At the 2020 AWS conference re:Invent, Andy Jassy, AWS chief executive at the time, announced that over half of Amazon's own new internal apps were being developed on serverless. Arguably this is a minority view of the future, but mapping indicates that once again Amazon is making the right bet. Expect serverless to be the common platform by 2030.
Mapping shows that Amazon will be operating in a hybrid world of multiple cloud services consumed in a serverless environment. Conversely, the majority view argues that Kubernetes, containers, DevOps and a mix of public plus on-premises infrastructure is the future. Mapping provides a counter to this and reveals that the majority view may be wrong.

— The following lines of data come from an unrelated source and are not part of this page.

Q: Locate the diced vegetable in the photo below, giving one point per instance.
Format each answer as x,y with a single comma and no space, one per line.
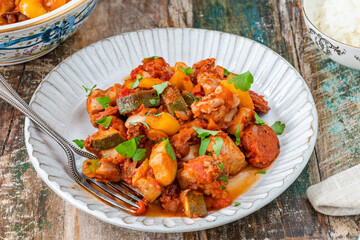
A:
106,139
149,82
163,166
133,101
164,122
173,100
245,99
194,203
90,166
181,81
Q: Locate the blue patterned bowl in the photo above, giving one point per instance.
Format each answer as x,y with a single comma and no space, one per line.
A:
25,41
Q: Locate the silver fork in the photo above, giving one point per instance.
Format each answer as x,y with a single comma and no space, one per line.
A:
120,191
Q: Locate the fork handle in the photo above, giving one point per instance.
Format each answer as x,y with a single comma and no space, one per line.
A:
10,95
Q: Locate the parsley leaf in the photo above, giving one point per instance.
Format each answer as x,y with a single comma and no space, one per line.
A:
242,81
258,120
226,72
237,140
136,83
153,100
203,146
146,125
127,148
187,71
223,178
169,149
139,154
218,145
104,101
221,165
105,122
278,127
204,132
89,89
261,172
160,87
153,57
79,143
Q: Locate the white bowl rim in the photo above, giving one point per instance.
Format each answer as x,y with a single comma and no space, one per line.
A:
313,25
273,194
43,18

Rather than relying on surveys, a better steer comes from companies such as Liberty Mutual, the financial services provider that has improved business processes and reduced operational costs through the adoption of serverless. Liberty Mutual has achieved the majority’s goals identified year after year by choosing a technology path that is supported by a minority. It has made better bets.
Going against the majority view is uncomfortable for many business and technology leaders, but mapping provides a demonstrable pattern of evolution that is not widely known (our unknown known). In the past, mapping was used to run strategy for open-source software provider Ubuntu. Ubuntu grew from 3% of the operating system market to 70% of all cloud computing in 18 months for a cost of approximately $500,000.
Going against the majority view is uncomfortable for many business and technology leaders, but mapping provides a demonstrable pattern of evolution that is not widely known (our unknown known).
Mapping is not restricted to planning technology or business transformation strategies. The same mapping methodology has been successfully used for reducing government spending, running sexual health campaigns in South America, launching satellites into space and delivering home COVID-19 testing kits. In this period of the Accelerated Now, organizations need to map technology investments, the human experience and sustainability responsibilities, and ensure that data becomes part of the organization’s metabolism.
Making the right investment choices
Given the rich array of technologies and other factors to consider, how do organizations make the right investment choices in a hybrid technology world? You must know where the world is going — or at least the most obvious paths being taken. Those paths are often counter to the majority view since they are governed by patterns that are unknown to most.
Transitioning to the new requires organizations to not only see where to go, but also manage the journey to where they are heading, whether in the use of technology, provision of healthcare or new forms of finance. That journey itself can take a significant amount of time, and missteps and failures are costly, as Kotter’s review of business transformation pointed out. How to successfully achieve the transformation will depend upon the starting position. This means that while organizations can develop maps to point to where they need to go (the new), how they get there will depend upon the maps of the existing organization (the old).
If organizations are to succeed in managing this hybrid world of old and new, then enhancing situational awareness through mapping provides a possible way.